Améthyste fait quelques pas et s’approche d’une cuve où dort une personne nue.

- Je la connais ?

- Valeria Visconti. Patrice de Velsna.

Ils passent à la cuve suivante.

- C’est ?

- Catherine III, reine de Teyla. Nous avons toutes la famille.

Une autre cuve.

- Ceux-là je les connais.

- Les Lorenzo. On s’en ait fait en rab au cas où.

- Vous avez cloné les dirigeants du monde entier ? Pourquoi faire Philippe ?

- Pas que les dirigeants. Tous ceux qui passent par Grand Hôpital, ou l’une de nos cliniques, ou l’un de nos partenaires. Quand quelqu’un fait une prise de sang, vous pensez qu’il connait toutes les étapes de la chaîne qui fait l’analyse ? Les Laboratoires Dalyoha sont la plus grande entreprise médicale au monde, nous avons des ramifications dans toutes les économies de marché.

- La Loduarie n’est pas exactement une économie de marché.

- Mais Lorenzo est un ennemi déclaré. Nous avons pris nos précautions.

Améthyste fait la moue, elle dépasse plusieurs cuves d’un air mitigé.

- Ça n’explique pas pourquoi vous faites tout cela ? Blaise les collectionne ?

- Une banque de donnée génétique. Vous vous trouvez dans la plus grande généthèque au monde, en fait j'ignore même s'il en existe seulement d'autres ailleurs. Certains stockent les graines, nous nous stockons le patrimoine génétique de l’humanité. Depuis des décennies. C’est un projet de temps long : nous cartographions le génome et son évolution. Nous clonons tant que c’est possible. Une grande partie des immunités naturelles aux dangers qui pèsent sur notre espèce se trouvent dans ces corps, attendant d’être découvertes.

- Je ne comprends pas.

- Connaissez-vous l’archéologie ?

- Quelques bases, j’ai signé quelques décrets municipaux sur la protection du patrimoine ces derniers mois.

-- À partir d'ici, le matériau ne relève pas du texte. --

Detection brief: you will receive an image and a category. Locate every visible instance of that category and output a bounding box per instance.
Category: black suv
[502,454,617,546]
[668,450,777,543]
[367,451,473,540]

- En archéologie nous appliquons un principe de précaution : si nous n’avons pas les moyens de faire une fouille, nous gardons le site en état le temps que nos outils et nos méthodes se perfectionnent. Pareil pour les objets fragiles, des manuscrits, les manipuler c’est prendre le risque de les détruire alors nous n’y touchons pas, en attendant. C’est ce que nous faisons ici : nous stockons l’humanité, en attendant qu'elle devienne utile.

- Pourquoi des dirigeants ?

- Les Dalyoha croient en la sélection naturelle. Les personnes importantes, les lignées dont on peut retracer la généalogie de longue date sont un matériel précieux qui facilite la recherche. Mais nous travaillons également beaucoup à partir des gens qui survivent aux conditions de vie déplorables de Carnavale.

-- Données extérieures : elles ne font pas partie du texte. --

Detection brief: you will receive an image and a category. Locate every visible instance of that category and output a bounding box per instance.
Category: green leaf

Améthyste éclate d’un rire franc.

- Blaise et Pervenche faisaient vraiment la paire ! Elle qui maintenait les Carnavalais dans des conditions abominables pour faire apparaitre l’antéchrist et lui qui les expose au pire des toxines pour récolter ensuite les survivants… Carnavale mérite bien sa réputation d’expérience sociale à ciel ouvert.

Philippe Géminéon se rembrunit face à ce rire moqueur.

- Ne plaisantez pas avec ça. C’est à ce prix que nous accomplissons des merveilles. C’est ce que vous devez à tout prix protéger. Si ces barbares de l’OND venaient à ravager nos laboratoires, nous perdrions cinquante ans d’avance et de progrès médicaux.

- Ne vous inquiétez pas ils ne toucheront pas à votre précieuse expérience. Donc c’est tout ce qu’il y a à voir ? Des Dalyoha momifiés et la moitié des dirigeants de ce monde dans des cuves. C’est à la fois impressionnant et un peu convenu.

Philippe Géminéon souffle du nez d’agacement.

- Les Castelage n’ont décidément jamais eu la hauteur de vue nécessaire pour comprendre le bien que nous faisons à l’humanité ici.

- Je plaisante Géminéon. Dites-moi, vos clones, là, on peut s’en servir pour remplacer un dirigeant ?

- C’est un projet que nous expérimentons actuellement, en effet.

- Intéressant ! Où ça ?

- Dans un coin du monde dont personne n'a rien à foutre. En Polkême.